Herbert Mushcamp gives a very good review of the architecture in the NY Times, discussing the Polshek designed glass front and steps, the Judith Heintz landscape architecture and WET design dancing waters. He describes the new "glass steps" as a waterfall cascading from the original McKim Meade & White entranceway into the new amphiteater space created by the stone steps on the left and curved grass steps in the front. The review, written before the space was unleashed on the people, predicts that it's all about access and use. But, you can't truly experience that concept until you've moved through it.

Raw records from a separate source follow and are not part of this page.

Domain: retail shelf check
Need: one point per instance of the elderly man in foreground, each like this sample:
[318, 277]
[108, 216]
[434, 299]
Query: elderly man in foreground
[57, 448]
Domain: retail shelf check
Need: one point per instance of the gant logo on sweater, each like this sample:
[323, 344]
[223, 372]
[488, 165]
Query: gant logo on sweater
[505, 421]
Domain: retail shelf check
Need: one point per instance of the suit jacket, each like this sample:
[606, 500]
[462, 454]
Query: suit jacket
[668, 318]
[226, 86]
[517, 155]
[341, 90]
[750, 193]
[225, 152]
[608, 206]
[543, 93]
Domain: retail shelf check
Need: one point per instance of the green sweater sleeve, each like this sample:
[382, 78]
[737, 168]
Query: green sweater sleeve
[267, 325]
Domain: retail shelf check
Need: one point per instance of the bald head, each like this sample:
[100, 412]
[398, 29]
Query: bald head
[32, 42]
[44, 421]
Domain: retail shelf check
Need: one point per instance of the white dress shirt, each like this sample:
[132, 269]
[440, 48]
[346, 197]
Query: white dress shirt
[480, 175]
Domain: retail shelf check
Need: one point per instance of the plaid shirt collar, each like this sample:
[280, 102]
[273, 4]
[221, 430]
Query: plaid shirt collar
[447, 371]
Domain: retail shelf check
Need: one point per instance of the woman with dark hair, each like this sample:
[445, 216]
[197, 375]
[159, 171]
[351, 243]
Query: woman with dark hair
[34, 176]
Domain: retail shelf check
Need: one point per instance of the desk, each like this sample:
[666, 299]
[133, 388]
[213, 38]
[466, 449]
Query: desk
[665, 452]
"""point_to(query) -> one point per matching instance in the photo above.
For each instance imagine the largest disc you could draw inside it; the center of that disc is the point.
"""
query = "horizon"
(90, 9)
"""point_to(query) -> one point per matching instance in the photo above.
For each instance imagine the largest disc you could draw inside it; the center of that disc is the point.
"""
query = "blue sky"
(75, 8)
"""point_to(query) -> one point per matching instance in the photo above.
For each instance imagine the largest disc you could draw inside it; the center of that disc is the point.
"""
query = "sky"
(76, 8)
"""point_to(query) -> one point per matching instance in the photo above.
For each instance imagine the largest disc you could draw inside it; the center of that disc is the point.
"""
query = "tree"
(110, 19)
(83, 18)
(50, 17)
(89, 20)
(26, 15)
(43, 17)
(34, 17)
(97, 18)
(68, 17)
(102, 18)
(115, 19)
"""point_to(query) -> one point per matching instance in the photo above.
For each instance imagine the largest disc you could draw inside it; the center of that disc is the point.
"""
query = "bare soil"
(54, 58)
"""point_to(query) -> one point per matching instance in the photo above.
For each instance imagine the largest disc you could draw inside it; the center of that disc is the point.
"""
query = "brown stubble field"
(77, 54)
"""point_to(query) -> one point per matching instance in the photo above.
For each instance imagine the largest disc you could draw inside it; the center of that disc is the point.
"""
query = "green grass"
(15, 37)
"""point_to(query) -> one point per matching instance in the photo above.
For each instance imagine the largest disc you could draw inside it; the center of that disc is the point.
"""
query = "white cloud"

After sitting for a few minutes on the grass steps while my son was busy slupring up an Italian Ice, grinning cheek to cheek with the excitement in the air, I began to quickly feel like this place reminded me of someplace else I had been. In looking around at the people I couldn't believe how many people were here, but I also couldn't believe how un-crowded it felt. Amazingly, the sound of street traffic on Eastern Parkway seemed to be unnoticable and nothing but the sound of dancing waters and people filled the air. I started getting deja vus of being in a Roman space. Then, looking up at the suspended glass entranceway, I began to think of the ways that this space was reminiscent of Roman theater design. The suspended glass made me think of the canvas sails that would be pulled over theaters like the Roman Colloseum to provide shade for the spectators. Looking back at the grass steps and the higher stone steps facing the fountain you begin to feel the effect of this kind of design. It's very successful in making you feel welcome to the museum as a civic place as much as a place for art and education.
What's most exciting about the space, however, is the dancing waters fountain. When we visited on Sunday, the weather was in the 70's, but there was a cool breeze. This didn't stop all the kids that were there from running back and forth screaming as the fountain shot up and sprayed them in the chilly waters. If you looked back at all the parents and other adults watching with huge smiles from the theater steps as the kids squealed with delight, you had to think that this was one of the best outcomes of this entranceway. I don't know if the museum had this use in mind, but these kids were so happy. The museum administration has to feel good about giving that to Brooklyn. It makes my eyes well up when I think of how amazingly free and alive they all were yesterday, dancing through the cold water.
So if you plan to make it to Brooklyn, plan on hanging out at the Museum. They promise to provide a cafe in the winter garden glass atrium (with WiFi?) some day. And if it's a summer day and the fountain is on, bring some extra clothes and water shoes for your kids!